Three-quarters of California’s oil is as climate-damaging as Canadian tar sands crude, according to a report released today at the UN COP23 climate change conference in Bonn, Germany.
Oil Stain: How Dirty Crude Undercuts California’s Climate Progress found that eight of the state’s 10 largest-producing oil fields produce very dirty crude with greenhouse gas emissions comparable to tar sands oil. The report detailed how the state’s dirty oil problem is compounded by policies that incentivize crude production.
The analysis comes as corrupt California Gov. Jerry Brown prepares to address the U.N. conference. Brown arrives at the conference on Nov. 11.
“California is tarnishing its climate leadership by encouraging oil companies to extract millions of barrels a year of some of the planet’s dirtiest crude,” said report author Shaye Wolf, the Center’s climate science director. “Our state’s huge reserve of dirty crude is a loaded gun pointed at our future. We can’t let the oil industry pull the trigger.”
Using lifecycle emissions estimates and state oil field data, the Center’s analysis found that three-quarters of oil produced in California is, barrel for barrel, as carbon-intensive as Canada’s tar sands crude. Nearly two-thirds of remaining reserves in 18 of the largest oilfields in the San Joaquin and Los Angeles Basins is similarly climate-damaging, totaling 6.1 billion barrels of particularly polluting crude.
Increasing use of extreme-extraction techniques like steam flooding and fracking has worsened the climate harms of the state’s oil production.

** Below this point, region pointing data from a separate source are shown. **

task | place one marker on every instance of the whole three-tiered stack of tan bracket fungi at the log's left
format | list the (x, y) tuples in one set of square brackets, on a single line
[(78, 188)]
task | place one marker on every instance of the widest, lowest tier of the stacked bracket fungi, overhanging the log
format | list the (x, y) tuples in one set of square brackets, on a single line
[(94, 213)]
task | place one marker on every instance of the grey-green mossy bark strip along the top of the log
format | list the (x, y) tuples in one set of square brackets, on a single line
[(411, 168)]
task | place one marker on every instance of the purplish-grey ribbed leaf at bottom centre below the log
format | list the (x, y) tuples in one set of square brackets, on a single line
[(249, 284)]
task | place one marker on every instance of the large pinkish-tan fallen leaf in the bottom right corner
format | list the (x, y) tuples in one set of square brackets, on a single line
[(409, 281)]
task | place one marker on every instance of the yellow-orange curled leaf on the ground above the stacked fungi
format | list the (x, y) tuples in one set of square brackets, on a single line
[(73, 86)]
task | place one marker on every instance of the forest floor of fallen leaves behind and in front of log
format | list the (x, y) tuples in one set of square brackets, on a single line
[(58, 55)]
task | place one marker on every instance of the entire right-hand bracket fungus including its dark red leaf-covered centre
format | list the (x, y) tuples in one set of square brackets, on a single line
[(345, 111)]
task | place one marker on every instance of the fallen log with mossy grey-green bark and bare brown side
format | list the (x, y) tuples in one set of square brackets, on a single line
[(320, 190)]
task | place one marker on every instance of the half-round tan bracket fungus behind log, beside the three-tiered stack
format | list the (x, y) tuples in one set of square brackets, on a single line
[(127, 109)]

Many of the oilfields evaluated in the report operate next to homes and schools, releasing toxic air pollutants that cause cancer, asthma and other health problems. Drilling occurs disproportionally in communities of color who already suffer from some of the worst air quality in the nation.
In addition, Brown diverts precious clean water to the oil industry and then allows contaminated oilfield wastewater to be sold to farmers to use on food crops and toxic oilfield waste to be dumped into California's water aquifers.
Despite the climate and public-health harms of its oil extraction, California is currently the third-largest oil-producing state. Government hand-outs, weak regulation and little or no oversight encourage aggressive and destructive oil development in the state. California regulators issued more than 3,300 drilling permits for oil and gas wells in 2015 alone.